- Born: 23 February 1870 Saint-Pierre-de-Mésage, Isère, France
- Died: 7 March 1913 (aged 43) Tullins, Isère, France
- Occupations: Trade unionist, silk worker

= Lucie Baud =

French trade unionist and silk worker (1870–1913)

Lucie Baud (23 February 1870 – 7 March 1913) was a French trade unionist and silk worker who led the local silk workers' union in Vizille, France and organized strikes for better wages.

== Early life ==

Baud was born in 1870 to a working-class family in Saint-Pierre-de-Mésage, a village in southeastern France. When she was 12, she worked at the Durand Frères weaving mill in the nearby town of Vizille with her mother. In 1891, when she was 21 years old, she married a member of the rural guard, and together they had three children, one of whom died as an infant. Her husband, who was twenty years older than her, died in 1901.

== Trade unionism ==

Starting in 1902, Baud became an active trade unionist and labor organizer. With the help of members of the Bourse du Travail in Grenoble, she founded a trade union called the Syndicat des ouvriers et ouvrières en soierie du canton de Vizille. While serving as secretary of this local silk workers' union, Baud opposed wage cuts as new machinery was introduced to weaving mills, and she was critical of the internats or boarding school structure for weaving mills, which isolated young girls from one another and hindered their ability to band together in solidarity. She also participated in the national congress of silk workers in Reims in 1904.

In 1905, Baud led a strike of women workers against a 30% wage cut at the Duplan factory. The strike lasted for four months and ended in a compromise. However, she faced retaliation for her activism and was fired from her job.

After her dismissal from Duplan, she moved to Voiron and starting working at another weaving mill. The following year, with the support of unions in Grenoble and Lyon, she participated in a successful general strike that led to improved working conditions for silk workers throughout the region.

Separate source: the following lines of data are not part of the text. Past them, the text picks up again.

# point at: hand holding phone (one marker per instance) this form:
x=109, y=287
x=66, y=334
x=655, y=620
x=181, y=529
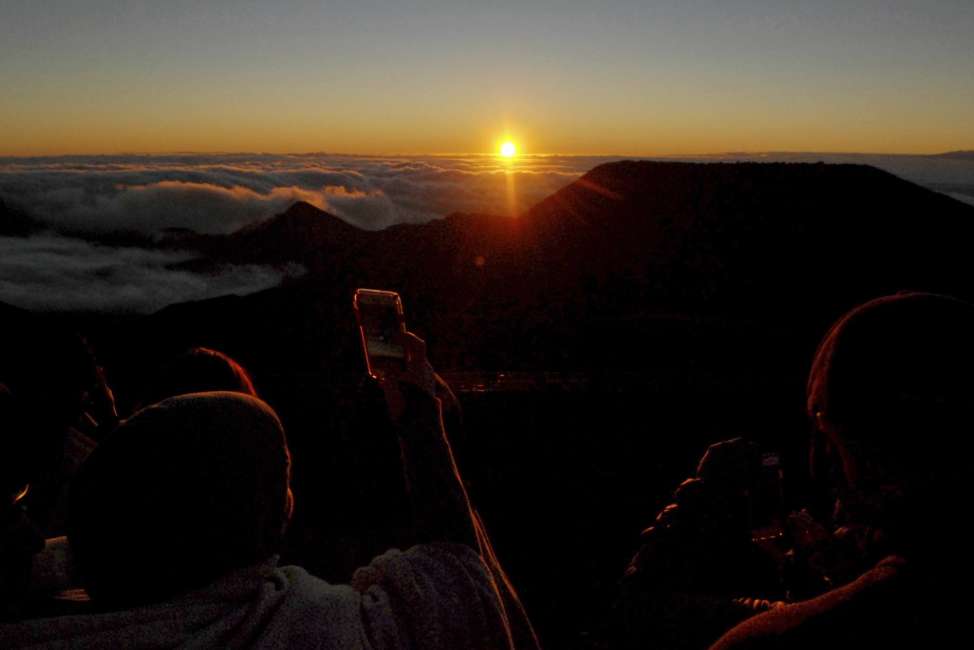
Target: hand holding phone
x=382, y=327
x=392, y=353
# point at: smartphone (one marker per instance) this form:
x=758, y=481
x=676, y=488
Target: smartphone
x=382, y=325
x=767, y=504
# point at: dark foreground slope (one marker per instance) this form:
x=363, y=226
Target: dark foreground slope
x=686, y=297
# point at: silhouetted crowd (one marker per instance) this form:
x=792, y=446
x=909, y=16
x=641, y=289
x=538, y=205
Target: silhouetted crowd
x=164, y=528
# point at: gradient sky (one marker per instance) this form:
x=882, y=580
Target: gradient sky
x=571, y=76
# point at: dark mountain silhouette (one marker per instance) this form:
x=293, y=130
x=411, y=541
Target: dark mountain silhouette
x=959, y=155
x=628, y=247
x=690, y=297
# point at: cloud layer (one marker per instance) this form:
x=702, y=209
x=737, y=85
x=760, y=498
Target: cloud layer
x=82, y=199
x=46, y=272
x=217, y=194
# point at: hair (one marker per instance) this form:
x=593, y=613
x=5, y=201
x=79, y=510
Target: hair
x=896, y=363
x=198, y=370
x=894, y=379
x=180, y=494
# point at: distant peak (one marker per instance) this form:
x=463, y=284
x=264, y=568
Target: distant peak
x=303, y=207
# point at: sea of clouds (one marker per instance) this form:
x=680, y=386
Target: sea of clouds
x=85, y=202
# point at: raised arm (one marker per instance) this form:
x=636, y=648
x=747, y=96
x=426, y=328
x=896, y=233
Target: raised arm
x=441, y=507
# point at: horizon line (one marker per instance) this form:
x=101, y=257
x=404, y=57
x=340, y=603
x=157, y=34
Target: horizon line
x=481, y=154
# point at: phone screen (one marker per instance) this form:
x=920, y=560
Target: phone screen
x=380, y=318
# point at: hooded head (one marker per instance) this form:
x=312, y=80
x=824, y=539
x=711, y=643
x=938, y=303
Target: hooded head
x=180, y=494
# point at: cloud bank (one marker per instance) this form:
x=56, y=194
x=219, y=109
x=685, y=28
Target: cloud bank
x=218, y=194
x=47, y=272
x=83, y=199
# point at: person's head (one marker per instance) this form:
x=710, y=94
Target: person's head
x=180, y=494
x=890, y=388
x=198, y=370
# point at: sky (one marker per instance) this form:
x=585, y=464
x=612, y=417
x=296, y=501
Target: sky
x=614, y=77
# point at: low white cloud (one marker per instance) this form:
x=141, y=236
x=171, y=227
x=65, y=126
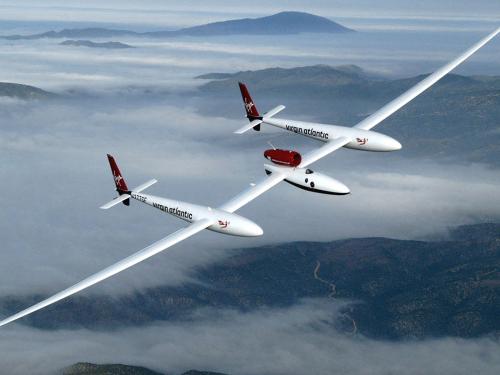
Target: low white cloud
x=293, y=341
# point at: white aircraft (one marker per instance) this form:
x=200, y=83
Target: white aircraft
x=288, y=165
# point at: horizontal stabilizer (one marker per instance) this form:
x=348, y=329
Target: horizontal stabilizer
x=274, y=111
x=115, y=201
x=248, y=126
x=144, y=186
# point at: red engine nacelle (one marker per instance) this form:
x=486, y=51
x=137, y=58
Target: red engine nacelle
x=283, y=157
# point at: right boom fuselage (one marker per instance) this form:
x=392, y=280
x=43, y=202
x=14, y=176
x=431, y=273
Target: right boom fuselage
x=225, y=222
x=365, y=140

== Later life and death ==

In September 1906, after a wave of strike actions and marches, Baud tried to commit suicide with a pistol. She survived and was left with severe injuries. Later, she said she had been facing difficulties with her family. She also wrote about her experiences as a worker in the weaving mills. She died in Tullins seven years later.

== Legacy ==

Actress Virginie Ledoyen portrays Baud in the French television film Mélancolie Ouvrière (2017). The film is based on the research of historian Michelle Perrot, published under the same title.